Era stato uno dei principi affermati con più forza durante l’esperienza di governo del Mas, il Movimiento al Socialismo di Evo Morales: quello, proprio del progetto zapatista, del «comandare obbedendo». Ma quanto oggi in Bolivia tale principio sia in crisi, lo indica nel modo più clamoroso lo scontro consumatosi tra vertici del partito e organizzazioni di base attorno alle candidature per le elezioni regionali e municipali del prossimo 7 marzo.

LO SCONTRO ERA NELL’ARIA fin da quando, all’indomani del trionfo di Luis Arce alle elezioni del 18 ottobre, Morales, tuttora capo politico del Mas, aveva parlato di «problemi interni» e di «confusione» a proposito del tassativo rifiuto delle organizzazioni sociali nei confronti di una qualsiasi presenza nel nuovo governo dell’entourage dell’ex presidente, cioè di tutto quel gruppo di intellettuali ed esponenti della classe media che avevano di fatto estromesso i settori indigeni e contadini, per poi darsi alla fuga dopo il golpe. «Voglio tornare per chiarire, per allineare», aveva annunciato Morales prima del suo rientro in patria.

Scongiurato lo scontro al momento della conformazione del nuovo governo, avendo Arce mantenuto la promessa di escludere dalla sua amministrazione i rappresentanti dell’«evismo», le polemiche sono però esplose con la definizione da parte di Morales e dei vertici del partito di candidature senza un adeguato sostegno popolare.

L’INCIDENTE PIÙ GRAVE è avvenuto durante una riunione di partito a Cochabamba, quando, al grido di «rinnovamento, rinnovamento», sono volate persino delle sedie contro quanti guidavano l’incontro, tra cui lo stesso Morales, ma episodi simili si sono svolti anche a Chuquisaca, a Pando e a Potosí, dove l’ex presidente ha dovuto allontanarsi in tutta fretta.

E insanabile è risultata la frattura a El Alto, dove, malgrado l’appoggio di oltre 60 organizzazioni alla candidatura a sindaca della ex presidente del Senato Eva Copa, distintasi durante il difficile periodo del golpe, la scelta dei vertici del Mas è caduta invece su Zacarías Maquera. Con conseguenze difficili da prevedere: «Con o senza il Mas, le organizzazioni sociali eleggeranno Eva Copa come sindaca di El Alto», ha garantito il dirigente Bernaldo Huanca, assicurando il sostegno del 90% della popolazione. E, se avverrà, sarà di certo «senza il Mas», giacché l’ex presidente del Senato ha deciso, tra le lacrime, di lasciare il Movimiento al Socialismo e candidarsi per il partito Jallalla La Paz del noto leader indigeno Felipe Quispe, el Mallku, a sua volta candidato a governatore di La Paz.

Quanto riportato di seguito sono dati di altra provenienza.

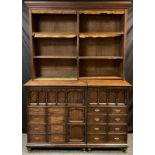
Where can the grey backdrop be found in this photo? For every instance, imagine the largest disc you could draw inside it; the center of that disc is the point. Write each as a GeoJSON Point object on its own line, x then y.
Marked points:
{"type": "Point", "coordinates": [26, 66]}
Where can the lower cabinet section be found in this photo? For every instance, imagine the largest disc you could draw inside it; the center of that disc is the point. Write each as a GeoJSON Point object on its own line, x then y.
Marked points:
{"type": "Point", "coordinates": [77, 117]}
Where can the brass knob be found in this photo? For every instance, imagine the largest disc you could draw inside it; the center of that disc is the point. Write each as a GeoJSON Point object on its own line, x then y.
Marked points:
{"type": "Point", "coordinates": [97, 119]}
{"type": "Point", "coordinates": [116, 138]}
{"type": "Point", "coordinates": [97, 110]}
{"type": "Point", "coordinates": [96, 138]}
{"type": "Point", "coordinates": [117, 119]}
{"type": "Point", "coordinates": [96, 129]}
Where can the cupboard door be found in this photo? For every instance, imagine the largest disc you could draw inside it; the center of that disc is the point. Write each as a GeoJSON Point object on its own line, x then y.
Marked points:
{"type": "Point", "coordinates": [76, 114]}
{"type": "Point", "coordinates": [76, 133]}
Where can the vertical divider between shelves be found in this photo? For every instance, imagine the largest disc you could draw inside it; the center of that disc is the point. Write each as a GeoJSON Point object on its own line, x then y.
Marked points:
{"type": "Point", "coordinates": [78, 23]}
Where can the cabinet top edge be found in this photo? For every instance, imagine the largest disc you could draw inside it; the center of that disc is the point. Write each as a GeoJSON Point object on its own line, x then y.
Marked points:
{"type": "Point", "coordinates": [79, 4]}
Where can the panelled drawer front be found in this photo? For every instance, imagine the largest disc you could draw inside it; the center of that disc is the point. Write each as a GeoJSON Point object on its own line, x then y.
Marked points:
{"type": "Point", "coordinates": [37, 128]}
{"type": "Point", "coordinates": [117, 110]}
{"type": "Point", "coordinates": [56, 129]}
{"type": "Point", "coordinates": [36, 138]}
{"type": "Point", "coordinates": [36, 119]}
{"type": "Point", "coordinates": [56, 138]}
{"type": "Point", "coordinates": [56, 110]}
{"type": "Point", "coordinates": [97, 118]}
{"type": "Point", "coordinates": [117, 119]}
{"type": "Point", "coordinates": [96, 128]}
{"type": "Point", "coordinates": [117, 128]}
{"type": "Point", "coordinates": [36, 110]}
{"type": "Point", "coordinates": [97, 138]}
{"type": "Point", "coordinates": [117, 138]}
{"type": "Point", "coordinates": [97, 110]}
{"type": "Point", "coordinates": [56, 119]}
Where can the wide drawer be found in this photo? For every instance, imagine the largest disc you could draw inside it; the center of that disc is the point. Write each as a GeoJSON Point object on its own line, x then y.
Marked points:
{"type": "Point", "coordinates": [96, 110]}
{"type": "Point", "coordinates": [36, 138]}
{"type": "Point", "coordinates": [97, 118]}
{"type": "Point", "coordinates": [117, 119]}
{"type": "Point", "coordinates": [36, 110]}
{"type": "Point", "coordinates": [56, 129]}
{"type": "Point", "coordinates": [36, 128]}
{"type": "Point", "coordinates": [96, 128]}
{"type": "Point", "coordinates": [56, 110]}
{"type": "Point", "coordinates": [56, 138]}
{"type": "Point", "coordinates": [117, 110]}
{"type": "Point", "coordinates": [96, 138]}
{"type": "Point", "coordinates": [117, 128]}
{"type": "Point", "coordinates": [56, 119]}
{"type": "Point", "coordinates": [117, 138]}
{"type": "Point", "coordinates": [36, 119]}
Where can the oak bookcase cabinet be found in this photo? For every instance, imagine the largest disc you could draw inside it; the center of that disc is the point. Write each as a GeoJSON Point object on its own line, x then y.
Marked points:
{"type": "Point", "coordinates": [78, 96]}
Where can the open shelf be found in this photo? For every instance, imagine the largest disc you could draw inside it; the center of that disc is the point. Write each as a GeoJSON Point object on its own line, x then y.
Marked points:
{"type": "Point", "coordinates": [55, 47]}
{"type": "Point", "coordinates": [56, 69]}
{"type": "Point", "coordinates": [54, 23]}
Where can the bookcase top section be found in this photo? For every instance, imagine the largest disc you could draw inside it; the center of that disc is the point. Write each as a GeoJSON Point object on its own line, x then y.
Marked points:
{"type": "Point", "coordinates": [79, 4]}
{"type": "Point", "coordinates": [113, 83]}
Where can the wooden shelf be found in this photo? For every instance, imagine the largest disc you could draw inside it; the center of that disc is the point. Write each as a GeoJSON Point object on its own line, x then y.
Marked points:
{"type": "Point", "coordinates": [101, 57]}
{"type": "Point", "coordinates": [53, 35]}
{"type": "Point", "coordinates": [99, 34]}
{"type": "Point", "coordinates": [100, 78]}
{"type": "Point", "coordinates": [54, 57]}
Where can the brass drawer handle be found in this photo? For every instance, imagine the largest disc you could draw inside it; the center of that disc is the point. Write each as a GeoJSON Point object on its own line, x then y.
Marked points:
{"type": "Point", "coordinates": [117, 129]}
{"type": "Point", "coordinates": [96, 138]}
{"type": "Point", "coordinates": [116, 138]}
{"type": "Point", "coordinates": [97, 119]}
{"type": "Point", "coordinates": [117, 119]}
{"type": "Point", "coordinates": [97, 110]}
{"type": "Point", "coordinates": [96, 129]}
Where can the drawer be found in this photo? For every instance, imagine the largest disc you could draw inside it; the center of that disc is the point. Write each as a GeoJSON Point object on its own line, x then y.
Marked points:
{"type": "Point", "coordinates": [56, 129]}
{"type": "Point", "coordinates": [97, 110]}
{"type": "Point", "coordinates": [56, 119]}
{"type": "Point", "coordinates": [56, 110]}
{"type": "Point", "coordinates": [36, 128]}
{"type": "Point", "coordinates": [36, 119]}
{"type": "Point", "coordinates": [117, 128]}
{"type": "Point", "coordinates": [56, 138]}
{"type": "Point", "coordinates": [117, 110]}
{"type": "Point", "coordinates": [117, 119]}
{"type": "Point", "coordinates": [36, 138]}
{"type": "Point", "coordinates": [36, 110]}
{"type": "Point", "coordinates": [97, 138]}
{"type": "Point", "coordinates": [117, 138]}
{"type": "Point", "coordinates": [96, 128]}
{"type": "Point", "coordinates": [97, 118]}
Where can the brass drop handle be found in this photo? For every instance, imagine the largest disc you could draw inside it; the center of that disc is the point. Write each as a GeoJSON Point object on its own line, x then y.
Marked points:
{"type": "Point", "coordinates": [96, 138]}
{"type": "Point", "coordinates": [96, 129]}
{"type": "Point", "coordinates": [117, 119]}
{"type": "Point", "coordinates": [97, 119]}
{"type": "Point", "coordinates": [97, 110]}
{"type": "Point", "coordinates": [116, 138]}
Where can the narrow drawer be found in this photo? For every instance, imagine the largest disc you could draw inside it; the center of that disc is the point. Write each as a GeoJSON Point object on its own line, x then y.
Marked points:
{"type": "Point", "coordinates": [56, 110]}
{"type": "Point", "coordinates": [117, 138]}
{"type": "Point", "coordinates": [36, 138]}
{"type": "Point", "coordinates": [56, 129]}
{"type": "Point", "coordinates": [96, 128]}
{"type": "Point", "coordinates": [56, 119]}
{"type": "Point", "coordinates": [97, 110]}
{"type": "Point", "coordinates": [36, 119]}
{"type": "Point", "coordinates": [35, 110]}
{"type": "Point", "coordinates": [117, 119]}
{"type": "Point", "coordinates": [117, 110]}
{"type": "Point", "coordinates": [35, 128]}
{"type": "Point", "coordinates": [97, 138]}
{"type": "Point", "coordinates": [97, 118]}
{"type": "Point", "coordinates": [56, 138]}
{"type": "Point", "coordinates": [117, 128]}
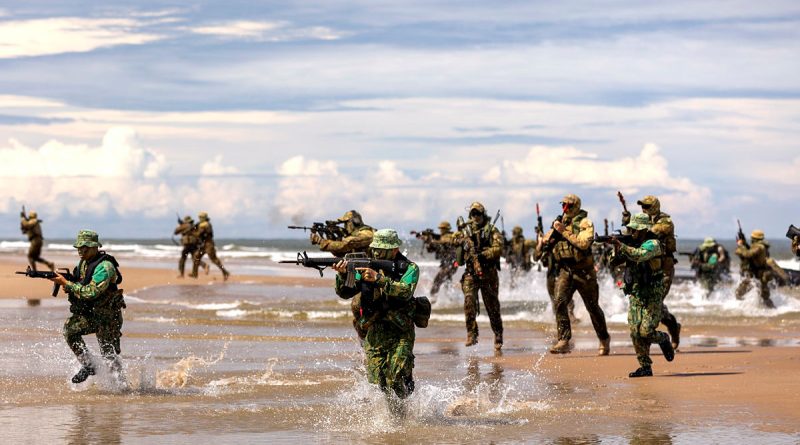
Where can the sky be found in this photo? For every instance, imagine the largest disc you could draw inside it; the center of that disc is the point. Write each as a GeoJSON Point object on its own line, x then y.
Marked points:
{"type": "Point", "coordinates": [116, 116]}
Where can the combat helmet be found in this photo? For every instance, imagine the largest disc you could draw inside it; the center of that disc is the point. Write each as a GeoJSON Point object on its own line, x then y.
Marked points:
{"type": "Point", "coordinates": [640, 221]}
{"type": "Point", "coordinates": [88, 238]}
{"type": "Point", "coordinates": [385, 239]}
{"type": "Point", "coordinates": [650, 204]}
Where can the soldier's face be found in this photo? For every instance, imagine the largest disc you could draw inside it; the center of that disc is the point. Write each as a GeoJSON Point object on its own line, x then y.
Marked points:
{"type": "Point", "coordinates": [86, 252]}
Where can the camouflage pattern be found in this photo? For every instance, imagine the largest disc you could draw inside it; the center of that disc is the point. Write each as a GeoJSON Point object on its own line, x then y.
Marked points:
{"type": "Point", "coordinates": [664, 229]}
{"type": "Point", "coordinates": [754, 266]}
{"type": "Point", "coordinates": [573, 260]}
{"type": "Point", "coordinates": [190, 243]}
{"type": "Point", "coordinates": [31, 227]}
{"type": "Point", "coordinates": [386, 316]}
{"type": "Point", "coordinates": [205, 233]}
{"type": "Point", "coordinates": [488, 243]}
{"type": "Point", "coordinates": [96, 309]}
{"type": "Point", "coordinates": [646, 292]}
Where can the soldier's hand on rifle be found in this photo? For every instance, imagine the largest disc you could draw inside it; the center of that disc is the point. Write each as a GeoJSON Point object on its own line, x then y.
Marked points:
{"type": "Point", "coordinates": [368, 274]}
{"type": "Point", "coordinates": [340, 267]}
{"type": "Point", "coordinates": [59, 279]}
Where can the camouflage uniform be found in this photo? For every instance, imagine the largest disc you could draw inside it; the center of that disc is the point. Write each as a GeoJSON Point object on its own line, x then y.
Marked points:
{"type": "Point", "coordinates": [572, 251]}
{"type": "Point", "coordinates": [754, 265]}
{"type": "Point", "coordinates": [707, 261]}
{"type": "Point", "coordinates": [487, 244]}
{"type": "Point", "coordinates": [644, 284]}
{"type": "Point", "coordinates": [387, 317]}
{"type": "Point", "coordinates": [358, 237]}
{"type": "Point", "coordinates": [31, 226]}
{"type": "Point", "coordinates": [664, 229]}
{"type": "Point", "coordinates": [190, 242]}
{"type": "Point", "coordinates": [445, 253]}
{"type": "Point", "coordinates": [96, 304]}
{"type": "Point", "coordinates": [519, 254]}
{"type": "Point", "coordinates": [205, 234]}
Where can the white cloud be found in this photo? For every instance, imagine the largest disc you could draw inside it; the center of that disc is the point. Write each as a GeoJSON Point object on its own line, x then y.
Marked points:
{"type": "Point", "coordinates": [38, 37]}
{"type": "Point", "coordinates": [215, 168]}
{"type": "Point", "coordinates": [266, 31]}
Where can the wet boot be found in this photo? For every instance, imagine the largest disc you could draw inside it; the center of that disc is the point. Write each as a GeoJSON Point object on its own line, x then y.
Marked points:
{"type": "Point", "coordinates": [562, 347]}
{"type": "Point", "coordinates": [605, 347]}
{"type": "Point", "coordinates": [676, 336]}
{"type": "Point", "coordinates": [666, 349]}
{"type": "Point", "coordinates": [83, 374]}
{"type": "Point", "coordinates": [641, 372]}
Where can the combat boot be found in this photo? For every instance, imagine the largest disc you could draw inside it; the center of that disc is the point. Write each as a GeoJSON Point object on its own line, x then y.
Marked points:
{"type": "Point", "coordinates": [83, 374]}
{"type": "Point", "coordinates": [642, 372]}
{"type": "Point", "coordinates": [666, 349]}
{"type": "Point", "coordinates": [562, 347]}
{"type": "Point", "coordinates": [675, 333]}
{"type": "Point", "coordinates": [605, 347]}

«SEMBRA CHE NON ABBIANO imparato nulla» dal golpe del 2019, ha commentato il filosofo Rafael Bautista Segales, direttore del Taller de la Descolonización, denunciando «l’usurpazione» da parte della cupola del partito di quella che, il 18 ottobre, è stata invece la vittoria di un intero popolo. Un popolo che, mostrando un’enorme maturità politica, ha visto nel Mas, malgrado i suoi errori, l’«unica opzione democratica e popolare» contro «il golpe, la dittatura e la destra».

Scambiando quel voto per una delega in bianco, il partito, ha concluso il filosofo, rischia di provocare la stessa disaffezione che ha reso possibile il colpo di Stato del 2019.